Customizing the pipeline¶
Reading the corpus¶
The Corpus class that represents the feature matrix which is the starting point for the analysis basically is a data frame that maps combinations of documents and features to feature counts. When building the representation, it uses two helper classes to decouple aspects that are relevant for building the feature matrix: FeatureGenerator performs the actual reading and feature counting, DocumentDescriber provides labels and groupings for the documents that can be used in visualization and evaluation steps.
When you just create a corpus using delta.Corpus(directory)
, default versions will be used, but stuff can be customized:
[1]:
import delta
from matplotlib import pyplot as plt
help(delta.Corpus.__init__)
Help on function __init__ in module delta.corpus:
__init__(self, source=None, /, *, subdir=None, file=None, corpus=None, feature_generator=None, document_describer=<delta.util.DefaultDocumentDescriber object at 0x7f9fd139d070>, metadata=None, **kwargs)
Creates a new Corpus.
You can create a corpus either from a filesystem subdir with raw text files, or from a CSV file with
a document-term matrix, or from another corpus or dataframe that contains (potentially preprocessed)

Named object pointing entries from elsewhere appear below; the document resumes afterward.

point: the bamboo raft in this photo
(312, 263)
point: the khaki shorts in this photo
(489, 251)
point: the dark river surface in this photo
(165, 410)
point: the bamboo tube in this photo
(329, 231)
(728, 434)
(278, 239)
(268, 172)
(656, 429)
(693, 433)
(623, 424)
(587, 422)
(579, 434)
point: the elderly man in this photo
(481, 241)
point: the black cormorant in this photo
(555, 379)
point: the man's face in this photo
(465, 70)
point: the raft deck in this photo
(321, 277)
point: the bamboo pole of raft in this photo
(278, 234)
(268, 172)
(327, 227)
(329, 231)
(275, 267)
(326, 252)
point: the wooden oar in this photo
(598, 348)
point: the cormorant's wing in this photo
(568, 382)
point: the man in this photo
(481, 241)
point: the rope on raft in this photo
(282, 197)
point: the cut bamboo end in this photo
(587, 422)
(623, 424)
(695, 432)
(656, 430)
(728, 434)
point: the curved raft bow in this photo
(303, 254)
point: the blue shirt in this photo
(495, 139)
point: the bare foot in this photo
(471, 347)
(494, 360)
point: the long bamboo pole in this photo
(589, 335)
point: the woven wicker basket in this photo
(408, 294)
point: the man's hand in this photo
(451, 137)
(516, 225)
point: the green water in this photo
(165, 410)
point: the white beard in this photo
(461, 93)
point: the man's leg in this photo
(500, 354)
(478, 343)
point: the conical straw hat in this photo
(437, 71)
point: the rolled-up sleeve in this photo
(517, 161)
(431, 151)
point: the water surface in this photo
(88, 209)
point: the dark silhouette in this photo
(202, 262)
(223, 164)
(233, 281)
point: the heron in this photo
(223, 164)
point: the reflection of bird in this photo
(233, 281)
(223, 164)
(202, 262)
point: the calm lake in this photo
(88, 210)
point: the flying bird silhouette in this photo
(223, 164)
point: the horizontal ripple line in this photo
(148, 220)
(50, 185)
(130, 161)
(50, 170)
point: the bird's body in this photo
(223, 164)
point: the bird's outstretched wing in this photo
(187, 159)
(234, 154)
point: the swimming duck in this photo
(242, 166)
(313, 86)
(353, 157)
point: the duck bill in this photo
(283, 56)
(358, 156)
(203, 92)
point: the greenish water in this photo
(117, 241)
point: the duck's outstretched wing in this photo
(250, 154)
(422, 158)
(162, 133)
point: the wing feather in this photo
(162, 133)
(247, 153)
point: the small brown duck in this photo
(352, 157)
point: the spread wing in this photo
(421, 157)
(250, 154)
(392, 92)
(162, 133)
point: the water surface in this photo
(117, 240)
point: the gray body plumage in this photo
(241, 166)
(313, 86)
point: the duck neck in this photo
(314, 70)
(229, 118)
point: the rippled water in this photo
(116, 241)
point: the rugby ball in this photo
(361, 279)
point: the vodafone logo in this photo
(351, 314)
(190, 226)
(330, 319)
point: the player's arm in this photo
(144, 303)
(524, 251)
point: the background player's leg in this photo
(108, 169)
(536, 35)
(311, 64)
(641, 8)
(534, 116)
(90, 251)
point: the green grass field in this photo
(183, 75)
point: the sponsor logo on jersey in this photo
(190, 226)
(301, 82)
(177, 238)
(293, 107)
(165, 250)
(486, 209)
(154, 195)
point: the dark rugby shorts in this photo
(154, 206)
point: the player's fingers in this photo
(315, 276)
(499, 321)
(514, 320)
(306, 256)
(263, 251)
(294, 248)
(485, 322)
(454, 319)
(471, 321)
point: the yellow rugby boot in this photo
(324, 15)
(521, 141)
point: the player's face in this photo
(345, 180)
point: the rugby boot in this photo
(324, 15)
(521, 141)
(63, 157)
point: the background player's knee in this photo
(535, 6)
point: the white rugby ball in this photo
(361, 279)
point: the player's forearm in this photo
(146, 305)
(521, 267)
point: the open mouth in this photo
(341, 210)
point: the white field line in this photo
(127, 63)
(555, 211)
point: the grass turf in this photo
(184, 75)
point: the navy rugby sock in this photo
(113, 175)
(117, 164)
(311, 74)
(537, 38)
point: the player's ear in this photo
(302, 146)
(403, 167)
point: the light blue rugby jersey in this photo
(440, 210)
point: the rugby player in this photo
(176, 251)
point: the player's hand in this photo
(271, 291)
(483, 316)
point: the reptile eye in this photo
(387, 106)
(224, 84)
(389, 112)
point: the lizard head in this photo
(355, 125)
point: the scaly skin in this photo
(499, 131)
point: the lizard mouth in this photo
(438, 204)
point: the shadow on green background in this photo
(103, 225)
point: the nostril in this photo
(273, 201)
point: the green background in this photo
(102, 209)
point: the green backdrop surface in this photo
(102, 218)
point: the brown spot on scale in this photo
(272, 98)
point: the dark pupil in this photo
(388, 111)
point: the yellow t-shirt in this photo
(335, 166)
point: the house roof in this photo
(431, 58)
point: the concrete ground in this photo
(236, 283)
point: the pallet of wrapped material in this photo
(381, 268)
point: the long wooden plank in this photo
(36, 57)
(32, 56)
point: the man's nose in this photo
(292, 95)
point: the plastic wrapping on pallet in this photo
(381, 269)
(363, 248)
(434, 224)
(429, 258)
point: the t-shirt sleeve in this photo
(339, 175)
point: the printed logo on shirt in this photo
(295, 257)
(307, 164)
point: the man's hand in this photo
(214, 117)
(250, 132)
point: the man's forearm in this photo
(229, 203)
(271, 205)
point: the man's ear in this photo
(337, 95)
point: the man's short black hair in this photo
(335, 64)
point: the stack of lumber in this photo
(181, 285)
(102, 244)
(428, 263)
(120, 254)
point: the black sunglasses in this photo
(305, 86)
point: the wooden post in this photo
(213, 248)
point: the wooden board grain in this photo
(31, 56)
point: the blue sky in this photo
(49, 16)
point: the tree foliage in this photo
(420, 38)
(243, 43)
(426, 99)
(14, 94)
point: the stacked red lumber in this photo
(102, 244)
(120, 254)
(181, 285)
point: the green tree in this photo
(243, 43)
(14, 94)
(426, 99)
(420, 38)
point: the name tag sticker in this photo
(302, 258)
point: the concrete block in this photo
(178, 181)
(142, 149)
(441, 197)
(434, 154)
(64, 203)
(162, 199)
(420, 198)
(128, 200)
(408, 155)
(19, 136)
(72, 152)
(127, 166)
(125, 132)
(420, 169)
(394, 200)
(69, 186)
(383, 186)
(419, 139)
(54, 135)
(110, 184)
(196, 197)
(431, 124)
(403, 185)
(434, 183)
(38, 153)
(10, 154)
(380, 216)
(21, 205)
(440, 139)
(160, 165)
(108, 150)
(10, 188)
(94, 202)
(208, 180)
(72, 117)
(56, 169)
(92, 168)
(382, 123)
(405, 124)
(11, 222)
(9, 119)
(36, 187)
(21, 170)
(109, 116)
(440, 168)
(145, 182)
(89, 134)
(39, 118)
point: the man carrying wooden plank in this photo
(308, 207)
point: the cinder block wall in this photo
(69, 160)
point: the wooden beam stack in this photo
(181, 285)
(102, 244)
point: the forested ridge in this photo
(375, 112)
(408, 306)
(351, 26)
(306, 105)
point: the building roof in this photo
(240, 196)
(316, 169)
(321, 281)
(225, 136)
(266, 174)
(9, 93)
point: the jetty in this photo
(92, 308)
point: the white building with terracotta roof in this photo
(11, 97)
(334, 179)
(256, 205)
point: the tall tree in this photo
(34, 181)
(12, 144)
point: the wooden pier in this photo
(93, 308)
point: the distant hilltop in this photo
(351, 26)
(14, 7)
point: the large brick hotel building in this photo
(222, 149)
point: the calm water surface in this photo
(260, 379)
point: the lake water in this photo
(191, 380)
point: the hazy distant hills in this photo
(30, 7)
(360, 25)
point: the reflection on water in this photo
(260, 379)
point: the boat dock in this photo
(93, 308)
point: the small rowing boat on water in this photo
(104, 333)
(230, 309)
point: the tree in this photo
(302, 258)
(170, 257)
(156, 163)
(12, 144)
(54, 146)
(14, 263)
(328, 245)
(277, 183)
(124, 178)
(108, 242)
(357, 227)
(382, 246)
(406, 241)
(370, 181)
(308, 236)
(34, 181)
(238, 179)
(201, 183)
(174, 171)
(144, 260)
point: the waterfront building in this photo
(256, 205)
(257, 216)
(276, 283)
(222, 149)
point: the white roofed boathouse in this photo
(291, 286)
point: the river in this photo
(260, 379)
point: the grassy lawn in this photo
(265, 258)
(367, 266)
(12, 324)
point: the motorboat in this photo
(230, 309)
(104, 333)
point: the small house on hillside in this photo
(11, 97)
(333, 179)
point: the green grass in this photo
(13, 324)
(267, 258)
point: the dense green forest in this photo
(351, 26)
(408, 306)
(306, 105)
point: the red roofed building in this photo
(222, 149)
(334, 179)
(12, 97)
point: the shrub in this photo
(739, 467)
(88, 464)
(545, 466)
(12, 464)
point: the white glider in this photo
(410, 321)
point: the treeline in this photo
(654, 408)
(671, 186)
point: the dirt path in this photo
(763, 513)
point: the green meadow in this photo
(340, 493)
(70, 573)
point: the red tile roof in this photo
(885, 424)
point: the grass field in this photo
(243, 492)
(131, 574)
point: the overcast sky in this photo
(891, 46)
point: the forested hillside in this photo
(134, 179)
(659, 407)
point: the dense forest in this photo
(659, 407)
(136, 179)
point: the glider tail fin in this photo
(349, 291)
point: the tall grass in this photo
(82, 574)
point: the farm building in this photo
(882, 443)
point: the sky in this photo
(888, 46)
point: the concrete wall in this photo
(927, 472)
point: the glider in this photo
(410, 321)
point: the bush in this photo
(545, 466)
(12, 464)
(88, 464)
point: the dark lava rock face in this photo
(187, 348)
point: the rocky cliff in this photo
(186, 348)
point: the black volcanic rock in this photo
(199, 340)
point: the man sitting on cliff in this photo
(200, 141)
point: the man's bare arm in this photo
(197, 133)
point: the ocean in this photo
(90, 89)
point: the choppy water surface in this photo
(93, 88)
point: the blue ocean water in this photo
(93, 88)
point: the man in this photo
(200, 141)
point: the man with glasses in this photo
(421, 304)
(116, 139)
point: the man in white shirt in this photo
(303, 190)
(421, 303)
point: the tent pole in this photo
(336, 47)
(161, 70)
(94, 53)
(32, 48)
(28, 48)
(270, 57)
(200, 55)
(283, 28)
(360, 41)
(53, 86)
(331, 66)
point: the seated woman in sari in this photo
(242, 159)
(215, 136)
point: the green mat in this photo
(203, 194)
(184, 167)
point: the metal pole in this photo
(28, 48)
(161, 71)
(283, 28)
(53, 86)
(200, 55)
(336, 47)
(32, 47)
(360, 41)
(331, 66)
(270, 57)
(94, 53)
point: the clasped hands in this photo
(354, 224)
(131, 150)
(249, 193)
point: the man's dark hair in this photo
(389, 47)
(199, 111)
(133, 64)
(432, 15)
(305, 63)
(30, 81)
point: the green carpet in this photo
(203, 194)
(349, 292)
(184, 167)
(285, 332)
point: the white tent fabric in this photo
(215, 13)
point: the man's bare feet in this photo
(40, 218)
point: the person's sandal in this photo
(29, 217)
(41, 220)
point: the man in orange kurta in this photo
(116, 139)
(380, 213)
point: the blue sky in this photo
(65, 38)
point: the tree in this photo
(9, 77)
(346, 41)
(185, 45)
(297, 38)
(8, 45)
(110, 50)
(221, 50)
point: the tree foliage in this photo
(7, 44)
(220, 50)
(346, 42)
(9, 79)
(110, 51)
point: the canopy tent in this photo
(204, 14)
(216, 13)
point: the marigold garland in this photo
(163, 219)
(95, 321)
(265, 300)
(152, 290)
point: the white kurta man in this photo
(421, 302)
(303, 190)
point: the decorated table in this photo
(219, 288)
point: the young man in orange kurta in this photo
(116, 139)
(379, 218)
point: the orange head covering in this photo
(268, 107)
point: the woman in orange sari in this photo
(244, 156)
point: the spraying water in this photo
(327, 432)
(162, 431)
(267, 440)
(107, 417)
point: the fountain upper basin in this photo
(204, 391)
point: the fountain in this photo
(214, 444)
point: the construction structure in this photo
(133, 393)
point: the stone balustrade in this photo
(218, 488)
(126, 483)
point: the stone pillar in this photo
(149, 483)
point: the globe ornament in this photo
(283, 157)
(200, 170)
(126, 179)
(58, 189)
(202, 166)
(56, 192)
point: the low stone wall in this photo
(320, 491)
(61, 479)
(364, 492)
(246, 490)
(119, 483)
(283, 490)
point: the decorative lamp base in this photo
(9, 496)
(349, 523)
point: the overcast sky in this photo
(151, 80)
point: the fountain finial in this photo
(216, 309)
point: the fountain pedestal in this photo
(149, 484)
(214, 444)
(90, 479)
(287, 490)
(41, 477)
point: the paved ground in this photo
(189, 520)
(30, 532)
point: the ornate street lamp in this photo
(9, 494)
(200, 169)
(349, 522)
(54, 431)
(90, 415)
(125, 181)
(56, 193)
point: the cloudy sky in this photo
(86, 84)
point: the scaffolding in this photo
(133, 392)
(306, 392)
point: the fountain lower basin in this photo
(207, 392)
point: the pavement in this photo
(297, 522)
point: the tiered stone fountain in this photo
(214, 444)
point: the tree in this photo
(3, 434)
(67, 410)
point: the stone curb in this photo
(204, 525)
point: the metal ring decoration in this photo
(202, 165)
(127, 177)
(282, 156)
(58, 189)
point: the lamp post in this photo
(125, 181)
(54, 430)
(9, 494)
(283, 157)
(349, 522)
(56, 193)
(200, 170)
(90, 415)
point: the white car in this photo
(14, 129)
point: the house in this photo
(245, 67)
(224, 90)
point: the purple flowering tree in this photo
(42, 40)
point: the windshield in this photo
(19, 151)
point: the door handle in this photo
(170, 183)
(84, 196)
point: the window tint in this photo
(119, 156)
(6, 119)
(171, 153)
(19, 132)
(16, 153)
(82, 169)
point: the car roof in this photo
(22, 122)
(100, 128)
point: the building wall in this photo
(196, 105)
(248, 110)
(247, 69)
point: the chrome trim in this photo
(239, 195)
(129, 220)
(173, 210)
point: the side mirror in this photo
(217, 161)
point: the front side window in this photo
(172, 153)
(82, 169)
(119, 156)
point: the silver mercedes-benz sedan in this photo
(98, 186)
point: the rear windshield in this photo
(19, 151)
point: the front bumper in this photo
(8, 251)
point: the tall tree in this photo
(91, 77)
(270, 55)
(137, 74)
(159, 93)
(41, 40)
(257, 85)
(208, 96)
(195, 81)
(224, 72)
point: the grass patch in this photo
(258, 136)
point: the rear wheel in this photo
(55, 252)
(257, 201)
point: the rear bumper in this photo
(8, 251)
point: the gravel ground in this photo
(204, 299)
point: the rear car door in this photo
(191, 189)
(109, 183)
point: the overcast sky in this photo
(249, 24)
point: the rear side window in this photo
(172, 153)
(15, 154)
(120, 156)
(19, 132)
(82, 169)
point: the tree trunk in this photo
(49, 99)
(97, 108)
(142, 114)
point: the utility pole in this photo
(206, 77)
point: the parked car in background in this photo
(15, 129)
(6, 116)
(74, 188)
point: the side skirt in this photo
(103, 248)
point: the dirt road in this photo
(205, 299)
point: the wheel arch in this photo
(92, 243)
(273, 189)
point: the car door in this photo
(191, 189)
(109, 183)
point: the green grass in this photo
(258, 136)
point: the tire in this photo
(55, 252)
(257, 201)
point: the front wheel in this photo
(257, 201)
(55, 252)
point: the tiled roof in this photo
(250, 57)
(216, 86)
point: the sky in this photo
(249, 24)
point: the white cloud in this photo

document/term vectors. Either option may be passed via appropriately named keyword argument or as
the only positional argument, but exactly one must be present.
If you pass a subdirectory, Corpus will call a `FeatureGenerator` to read and parse the files and to
generate a default word count. The default implementation will search for plain text files ``*.txt``
inside the directory and parse them using a simple regular expression. It has a few options, e.g.,
``glob`` and ``lower_case``, that can also be passed directly to corpus as keyword arguments. E.g.,
``Corpus('texts', glob='plain-*.txt', lower_case=True)`` will look for files called plain-xxx.txt and
convert it to lower case before tokenizing. See `FeatureGenerator` for more details.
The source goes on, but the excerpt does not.